The reproductive cycle is closely linked to seasonal weather patterns and lunar phase. Heavy rains in the spring initiate migrations. When this occurs, C. guanhumi begins to gain weight, as more food is consumed and gathered for the first few weeks of the migratory period. Males mate with mature females during this time. Fertilization is internal, and throughout July and August most females carry the eggs externally. After approximately two weeks the eggs will hatch and must be released into saltwater for the larvae to survive. Several spawns per year may occur with spawning season varying with location within the range.
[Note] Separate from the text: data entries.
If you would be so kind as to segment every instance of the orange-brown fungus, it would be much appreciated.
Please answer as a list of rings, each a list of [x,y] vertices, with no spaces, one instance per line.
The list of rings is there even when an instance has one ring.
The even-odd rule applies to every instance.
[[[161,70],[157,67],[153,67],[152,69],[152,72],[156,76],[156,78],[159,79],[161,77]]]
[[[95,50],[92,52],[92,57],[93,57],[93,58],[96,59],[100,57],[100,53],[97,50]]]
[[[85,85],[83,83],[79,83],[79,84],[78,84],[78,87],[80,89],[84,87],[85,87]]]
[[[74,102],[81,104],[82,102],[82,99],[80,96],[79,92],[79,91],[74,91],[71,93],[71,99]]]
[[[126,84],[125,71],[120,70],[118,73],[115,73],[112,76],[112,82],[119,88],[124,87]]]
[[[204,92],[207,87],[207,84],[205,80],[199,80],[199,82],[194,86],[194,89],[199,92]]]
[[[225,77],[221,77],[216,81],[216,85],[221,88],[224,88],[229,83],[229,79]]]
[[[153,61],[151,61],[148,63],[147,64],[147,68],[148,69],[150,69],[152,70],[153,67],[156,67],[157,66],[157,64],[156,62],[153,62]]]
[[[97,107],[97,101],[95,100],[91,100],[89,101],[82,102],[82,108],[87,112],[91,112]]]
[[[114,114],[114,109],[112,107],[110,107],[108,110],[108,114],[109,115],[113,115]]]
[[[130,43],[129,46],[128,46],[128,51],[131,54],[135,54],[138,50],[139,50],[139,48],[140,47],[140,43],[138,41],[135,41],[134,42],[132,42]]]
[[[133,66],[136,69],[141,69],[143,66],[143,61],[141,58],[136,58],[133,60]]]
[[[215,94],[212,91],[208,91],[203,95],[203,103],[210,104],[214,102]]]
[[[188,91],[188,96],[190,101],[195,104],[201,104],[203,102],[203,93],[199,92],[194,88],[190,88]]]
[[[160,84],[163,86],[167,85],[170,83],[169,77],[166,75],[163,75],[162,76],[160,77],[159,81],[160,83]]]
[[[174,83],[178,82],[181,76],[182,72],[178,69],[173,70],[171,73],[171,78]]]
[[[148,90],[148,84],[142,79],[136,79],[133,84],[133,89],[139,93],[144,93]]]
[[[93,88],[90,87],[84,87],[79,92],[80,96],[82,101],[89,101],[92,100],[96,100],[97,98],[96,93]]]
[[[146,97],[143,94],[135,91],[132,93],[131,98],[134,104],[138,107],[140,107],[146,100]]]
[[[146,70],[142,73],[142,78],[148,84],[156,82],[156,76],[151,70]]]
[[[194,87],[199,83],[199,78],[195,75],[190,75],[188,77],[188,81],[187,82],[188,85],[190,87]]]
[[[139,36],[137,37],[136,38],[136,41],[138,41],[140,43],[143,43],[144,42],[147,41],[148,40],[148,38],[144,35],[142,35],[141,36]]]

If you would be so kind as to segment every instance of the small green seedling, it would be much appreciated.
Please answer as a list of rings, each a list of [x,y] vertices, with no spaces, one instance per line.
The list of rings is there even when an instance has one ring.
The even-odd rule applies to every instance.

In Florida, spawning season lasts from June to December and reaches its peak in October and November. In the Bahamas the season extends from July to September, while in Venezuela spawning lasts from July to November. Eggs hatch into free swimming larvae with five zoeal stages and one postlarval or megalopa stage. Typical development time from hatching to the first crabs stage is 42 days under laboratory conditions; however, this time may be much shorter in wild specimens.

C. guanhumi is a slow-growing species compared to most other crabs. It requires more than 60 molts – roughly three times more than other species of crab – to reach its full size. The crab will generally seal the exit to its burrow using mud, 6–10 days before it molts, to protect itself from predators. After molting, crabs are more vulnerable as their shell has not yet hardened.